Methods: From October 2012 to June 2013, 67 consecutive patients who underwent a three-stage minimally invasive esophagectomy were randomly assigned to the DP or the PP during the thoracic stage. The same senior surgeon performed all operations. Objectively, the surgeon's spontaneous eye blink rate was recorded during thoracoscopic esophagectomy. Subjectively, the physician's musculoskeletal symptoms were rated on a scale ranging from 1 (uninfluenced) to 10 (maximum fatigue). Clinical characteristics, including patient demographics and operative features of the two patient groups, were statistically compared.

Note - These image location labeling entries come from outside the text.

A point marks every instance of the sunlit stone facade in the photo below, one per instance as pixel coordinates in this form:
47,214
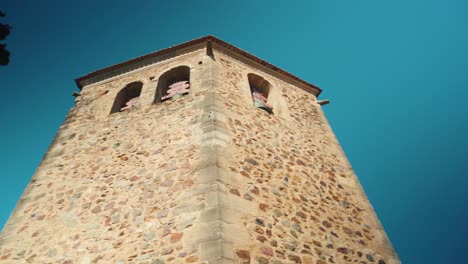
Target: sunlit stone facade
198,172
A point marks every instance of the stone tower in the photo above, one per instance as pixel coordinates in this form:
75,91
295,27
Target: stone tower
198,153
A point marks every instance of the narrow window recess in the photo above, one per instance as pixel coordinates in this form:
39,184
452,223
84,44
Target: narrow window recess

Results: There were 35 patients in the PP group and 32 in the DP group. The two groups were comparable in patient demographics. The thoracic stage of the operation was longer in the DP group than in the PP group (87 ± 24 minutes vs 68 ± 22 minutes, p < 0.001), and the volume of blood loss was higher (89 ± 18 mL vs 67 ± 16 mL, p < 0.001). The surgeon's eye blink rate at the end of thoracic stage decreased more from baseline in the DP group than in the PP group (3.0 ± 1.4 blinks/min vs 1.2 ± 0.9 blinks/min, p < 0.001), and the surgeon's symptom scale score was higher after operation with the patient in the DP than in the PP (6.29 ± 1.54 vs 3.13 ± 2.82, p < 0.001). No conversion to open thoracotomy was recorded in either group.
Conclusions: Thoracoscopic esophagectomy in the PP provided less workload and better ergonomic results than the DP. Further study based on a larger number of patients is required to confirm these findings.